As families hit the road watch out for trucks
In an effort to save lives, Haul Hero, an over-the-road mobile platform that provides a broad range of services for professional truck drivers, provides seven safety pointers as motorists, and even more 18-wheel trucks, take to the highways over the Thanksgiving holiday.
Noting that of the 4,000 truck accident deaths each year, 97 percent are the result of passenger cars colliding with trucks, 30-year professional over-the-road truck driver Barry Mathews offers vital points for motorists to be aware of:
- Don’t ride alongside an 18-wheel truck for fear of tire tread or other materials flying loose.
- Pass with intent – hesitation distracts truckers.
- Be aware of the many types of trucks on the road. Each truck carries very different freight, with different weights, tarps, fuel, refrigerated goods, livestock, and even trash.
- Be cautious of high winds – 18-wheelers carrying 60,000 pounds can quickly sway causing passenger cars to swerve and become distracted, leading to accidents.
- Never assume a trucker sees you speeding up from behind them.
- Never cut off a trucker – 60,000 pounds can’t stop on a dime.
- Move lanes when a truck is off the side of the road to avoid getting close to the truck.
“Car drivers need to be reminded that long-haul truckers are working overtime to resolve supply chain issues throughout the country, which puts more trucks on the road,” said Mathews, known as “Bear the Voice” to his more than 350,000 listeners on his daily podcast talking about professional truck driver issues.
EVEN MORE YOUNG DRIVERS
“With the backup at ports causing serious delays and companies needing their products NOW, drivers, and particularly new younger drivers, are under real pressures to get their loads delivered. This creates even more potential concerns for families hitting the road over the holidays,” Mathews stressed, noting that of the 130,000 injuries each year caused by trucks, over 5,000 of them are the result of head-on collisions due to speeding or distractions.
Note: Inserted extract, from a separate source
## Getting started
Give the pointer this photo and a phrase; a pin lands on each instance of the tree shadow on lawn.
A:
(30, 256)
“And this year, highway safety is even a greater concern because trucking companies, desperate for more drivers to meet the seasonal demand for delivery of goods, are hiring younger less experienced drivers,” added Jerry Rosen, Haul Hero co-founder and managing partner.
“Treat the big trucks on the highways with respect and caution,” Mathews urged. “If you pay attention to these tips I’ve learned from years on the road, you’ll get to grandma’s house safe and sound.”